Running Llama3 Returns Tensor Allocate Status 2

Question

Running Llama3 Returns Tensor Allocate Status 2

pedrohernandezgeladocma opened this issue 4 months ago · 3 comments

pedrohernandezgeladocma commented 4 months ago

When running the notebook for inference using Llama3

import time
import torch
from transformers import AutoTokenizer
from transformers_neuronx import LlamaForSampling
from transformers import LlamaForCausalLM, LlamaTokenizer, PreTrainedTokenizerFast
from transformers_neuronx import LlamaForSampling, NeuronConfig, GQA, QuantizationConfig
from transformers_neuronx.config import GenerationConfig 

# Set this to the Hugging Face model ID
model_id = "meta-llama/Meta-Llama-3-8B"

neuron_config = NeuronConfig(
                    on_device_embedding=False,
                    attention_layout='BSH',
                    fuse_qkv=True,
                    group_query_attention=GQA.REPLICATED_HEADS,
                    quant=QuantizationConfig(),
                    on_device_generation=GenerationConfig(do_sample=True)
              )

# load meta-llama/Llama-3-8B to the NeuronCores with 24-way tensor parallelism and run compilation
neuron_model = LlamaForSampling.from_pretrained(model_id, neuron_config=neuron_config, batch_size=1, tp_degree=24, amp='f16', n_positions=4096)
neuron_model.to_neuron()

There is a return error code of:

nrt_tensor_allocate status=2 message="Invalid"

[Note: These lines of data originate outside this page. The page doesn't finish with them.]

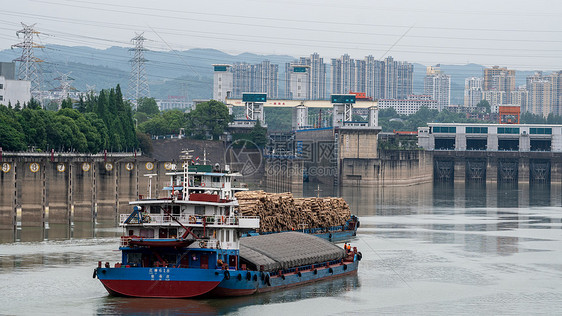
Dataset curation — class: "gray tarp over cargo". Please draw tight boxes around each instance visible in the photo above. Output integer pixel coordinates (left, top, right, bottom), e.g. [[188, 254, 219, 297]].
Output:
[[240, 232, 345, 271]]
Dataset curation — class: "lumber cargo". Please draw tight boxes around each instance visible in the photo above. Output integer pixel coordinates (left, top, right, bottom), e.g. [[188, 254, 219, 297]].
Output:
[[235, 190, 351, 232], [240, 232, 345, 271]]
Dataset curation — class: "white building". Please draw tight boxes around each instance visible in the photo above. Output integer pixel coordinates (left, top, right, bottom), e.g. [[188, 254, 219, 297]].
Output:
[[464, 77, 484, 108], [423, 65, 451, 111], [379, 95, 437, 115], [285, 64, 310, 100], [156, 96, 191, 111], [213, 64, 234, 102], [482, 90, 507, 113], [0, 76, 31, 106]]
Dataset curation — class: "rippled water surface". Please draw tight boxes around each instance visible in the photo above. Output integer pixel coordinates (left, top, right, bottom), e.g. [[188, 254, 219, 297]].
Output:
[[0, 184, 562, 315]]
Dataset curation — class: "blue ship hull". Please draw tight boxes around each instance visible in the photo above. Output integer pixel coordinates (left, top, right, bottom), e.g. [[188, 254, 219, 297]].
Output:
[[95, 256, 360, 298], [210, 260, 358, 296]]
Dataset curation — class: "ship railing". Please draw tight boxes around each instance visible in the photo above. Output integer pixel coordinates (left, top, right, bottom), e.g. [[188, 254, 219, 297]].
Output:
[[198, 239, 239, 249], [119, 214, 260, 228]]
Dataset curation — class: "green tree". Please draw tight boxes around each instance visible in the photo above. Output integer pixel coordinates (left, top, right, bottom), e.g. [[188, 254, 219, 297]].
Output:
[[0, 105, 26, 151], [60, 97, 72, 109], [476, 100, 491, 113], [250, 120, 267, 147], [27, 97, 41, 110], [137, 98, 160, 117], [187, 100, 232, 139], [137, 131, 153, 156]]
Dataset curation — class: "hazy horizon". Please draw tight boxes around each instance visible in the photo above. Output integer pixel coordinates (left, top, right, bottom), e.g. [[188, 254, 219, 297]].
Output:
[[0, 0, 562, 70]]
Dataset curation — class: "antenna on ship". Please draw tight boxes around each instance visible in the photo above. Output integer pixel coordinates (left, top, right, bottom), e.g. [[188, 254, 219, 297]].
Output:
[[316, 184, 322, 198], [203, 148, 207, 165], [144, 173, 158, 199], [180, 149, 193, 169]]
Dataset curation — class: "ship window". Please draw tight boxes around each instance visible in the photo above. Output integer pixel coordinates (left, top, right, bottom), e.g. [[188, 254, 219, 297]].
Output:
[[168, 228, 178, 238], [140, 228, 154, 238], [195, 205, 205, 215]]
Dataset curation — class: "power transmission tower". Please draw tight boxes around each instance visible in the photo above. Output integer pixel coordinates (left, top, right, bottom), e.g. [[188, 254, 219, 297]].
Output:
[[52, 72, 78, 105], [12, 23, 44, 100], [129, 33, 150, 109]]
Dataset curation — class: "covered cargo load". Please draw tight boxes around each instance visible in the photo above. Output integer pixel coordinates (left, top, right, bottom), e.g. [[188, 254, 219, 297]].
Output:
[[234, 190, 351, 232], [240, 232, 345, 271]]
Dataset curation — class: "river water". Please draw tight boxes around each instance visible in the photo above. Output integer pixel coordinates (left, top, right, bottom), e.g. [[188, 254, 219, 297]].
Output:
[[0, 184, 562, 315]]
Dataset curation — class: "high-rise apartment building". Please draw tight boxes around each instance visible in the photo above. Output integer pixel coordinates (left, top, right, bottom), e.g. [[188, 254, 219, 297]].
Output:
[[250, 60, 279, 99], [527, 71, 560, 117], [331, 55, 414, 99], [228, 60, 279, 99], [284, 53, 328, 100], [423, 65, 451, 111], [285, 64, 311, 100], [464, 77, 484, 107], [549, 70, 562, 115], [365, 55, 384, 99], [483, 66, 515, 104], [213, 64, 234, 102], [379, 95, 437, 115], [511, 86, 528, 112], [482, 90, 508, 113]]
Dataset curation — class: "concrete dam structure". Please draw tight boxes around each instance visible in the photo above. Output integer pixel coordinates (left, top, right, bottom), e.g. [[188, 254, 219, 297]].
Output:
[[418, 123, 562, 184], [0, 153, 174, 229]]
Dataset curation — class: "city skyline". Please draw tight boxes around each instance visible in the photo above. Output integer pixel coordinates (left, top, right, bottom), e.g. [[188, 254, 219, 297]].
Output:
[[0, 0, 562, 71]]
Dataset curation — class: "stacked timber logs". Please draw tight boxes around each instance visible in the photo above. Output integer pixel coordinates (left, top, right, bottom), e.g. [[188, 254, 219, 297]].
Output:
[[235, 191, 351, 232]]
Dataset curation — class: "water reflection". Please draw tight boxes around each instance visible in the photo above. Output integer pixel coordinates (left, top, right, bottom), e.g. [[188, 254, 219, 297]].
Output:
[[97, 275, 360, 315], [529, 183, 551, 206]]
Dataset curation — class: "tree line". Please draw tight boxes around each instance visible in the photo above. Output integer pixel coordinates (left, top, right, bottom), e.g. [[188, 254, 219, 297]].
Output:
[[134, 98, 267, 146], [0, 85, 142, 153]]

Edit: instance type -> inf2.8xlarge Ubuntu 22 AMI

No dependencies issues as far as I understand but cannot trace the error beyond the function, also no references to the error on Troubleshooting

Answer 1 · 2024-05-22T14:53:43.000Z

Thanks @pedrohernandezgeladocma, we're taking a look.

Answer 2 · 2024-05-28T08:57:12.000Z

@aws-taylor I think this issue may be related to -> #749

Answer 3 · 2024-05-28T16:16:38.000Z

Hello @pedrohernandezgeladocma, we suspect the issue may be related to your instance type. Can you try again with a larger instance type? In particular, tp_degree=24 is too small for an inf2.8xlarge.